I've followed the readme and I got deps properly installed.
I am trying to run the model on a image but I get an error:
ocrd-detectron2-segment -I imgpath -O outpath -P categories '["TableRegion"]' -P model_config TableBank_X152.yaml -P model_weights TableBank_X152.pth -P min_confidence 0.1
Traceback (most recent call last):
File "/Users/maurosciancalepore/miniconda3/envs/detectron/bin/ocrd-detectron2-segment", line 8, in <module>
sys.exit(ocrd_detectron2_segment())
File "/Users/maurosciancalepore/miniconda3/envs/detectron/lib/python3.9/site-packages/click/core.py", line 1130, in __call__
return self.main(*args, **kwargs)
File "/Users/maurosciancalepore/miniconda3/envs/detectron/lib/python3.9/site-packages/click/core.py", line 1055, in main
rv = self.invoke(ctx)
File "/Users/maurosciancalepore/miniconda3/envs/detectron/lib/python3.9/site-packages/click/core.py", line 1404, in invoke
return ctx.invoke(self.callback, **ctx.params)
File "/Users/maurosciancalepore/miniconda3/envs/detectron/lib/python3.9/site-packages/click/core.py", line 760, in invoke
return __callback(*args, **kwargs)
File "/Users/maurosciancalepore/miniconda3/envs/detectron/lib/python3.9/site-packages/ocrd_detectron2/cli.py", line 9, in ocrd_detectron2_segment
return ocrd_cli_wrap_processor(Detectron2Segment, *args, **kwargs)

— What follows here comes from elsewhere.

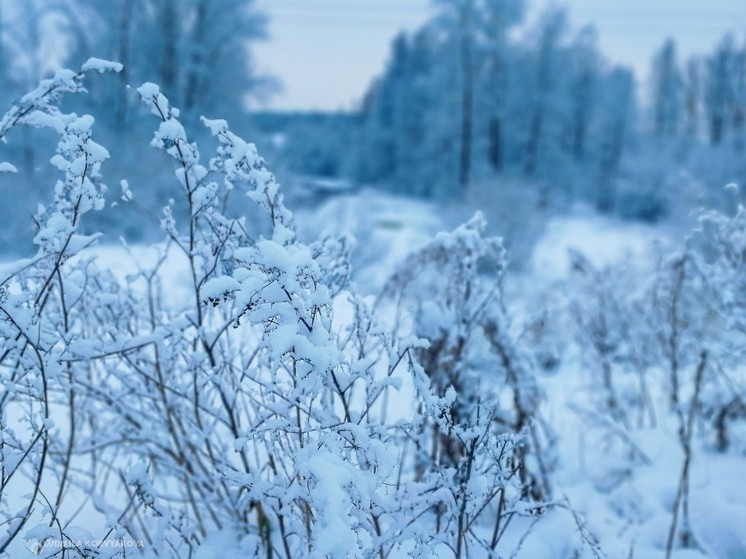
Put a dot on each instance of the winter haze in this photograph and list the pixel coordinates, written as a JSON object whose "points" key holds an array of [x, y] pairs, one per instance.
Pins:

File "/Users/maurosciancalepore/miniconda3/envs/detectron/lib/python3.9/site-packages/ocrd/decorators/__init__.py", line 68, in ocrd_cli_wrap_processor
workspace = resolver.workspace_from_url(mets, working_dir)

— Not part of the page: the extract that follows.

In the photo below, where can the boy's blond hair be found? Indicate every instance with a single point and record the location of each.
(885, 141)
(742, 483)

File "/Users/maurosciancalepore/miniconda3/envs/detectron/lib/python3.9/site-packages/ocrd/resolver.py", line 166, in workspace_from_url
self.download_to_directory(dst_dir, mets_url, basename=mets_basename, if_exists='overwrite' if clobber_mets else 'skip')
File "/Users/maurosciancalepore/miniconda3/envs/detectron/lib/python3.9/site-packages/ocrd/resolver.py", line 82, in download_to_directory
raise FileNotFoundError("File path passed as 'url' to download_to_directory does not exist: %s" % url)
FileNotFoundError: File path passed as 'url' to download_to_directory does not exist: /Users/maurosciancalepore/my_project/saturday/ocrd_detectron2/mets.xml
Can you give me some guidance? An example of actual, working usage would be appreciated too. nice job btw
Hi @masc-it!
I get a feeling you expect imgpath
and outpath
to be a normal path name (perhaps even file name). But OCR-D uses METS-XML as container to manage documents (comprised of many files referenced as local paths or URLs, but organised in fileGrps). Hence this wrapper. The Readme contains links to what METS is and what an OCR-D processor must do.
If you just want to process some images, you can install OCR-D and do ocrd-import path/to/directory
to get a fresh METS, which can then be used by ocrd-detectron2-segment. Beware though that due to the postprocessing, this tool also requires to run a binarization processor prior.
I'll publish a full CI working example shortly.
See make test
in https://github.com/bertsky/ocrd_detectron2/blob/master/Makefile or https://github.com/bertsky/ocrd_detectron2/blob/master/.github/workflows/python-app.yml (test results downloadable as artifact).
This runs a complete command line example on
- 4 Detectron2 models
- 2 OCR-D workspaces
- Python 3.7, 3.8 and 3.9
In there, I used ocrd-skimage-binarize for binarization – not because it's the best or fastest method, but because it is pure Python and needs no extra model downloads.
Perhaps for those who don't want OCR-D interfaces, but do like to have a single tool for multiple models, and perhaps even my postprocessing, I can write a standalone API and CLI that does not depend on METS-XML and PAGE-XML.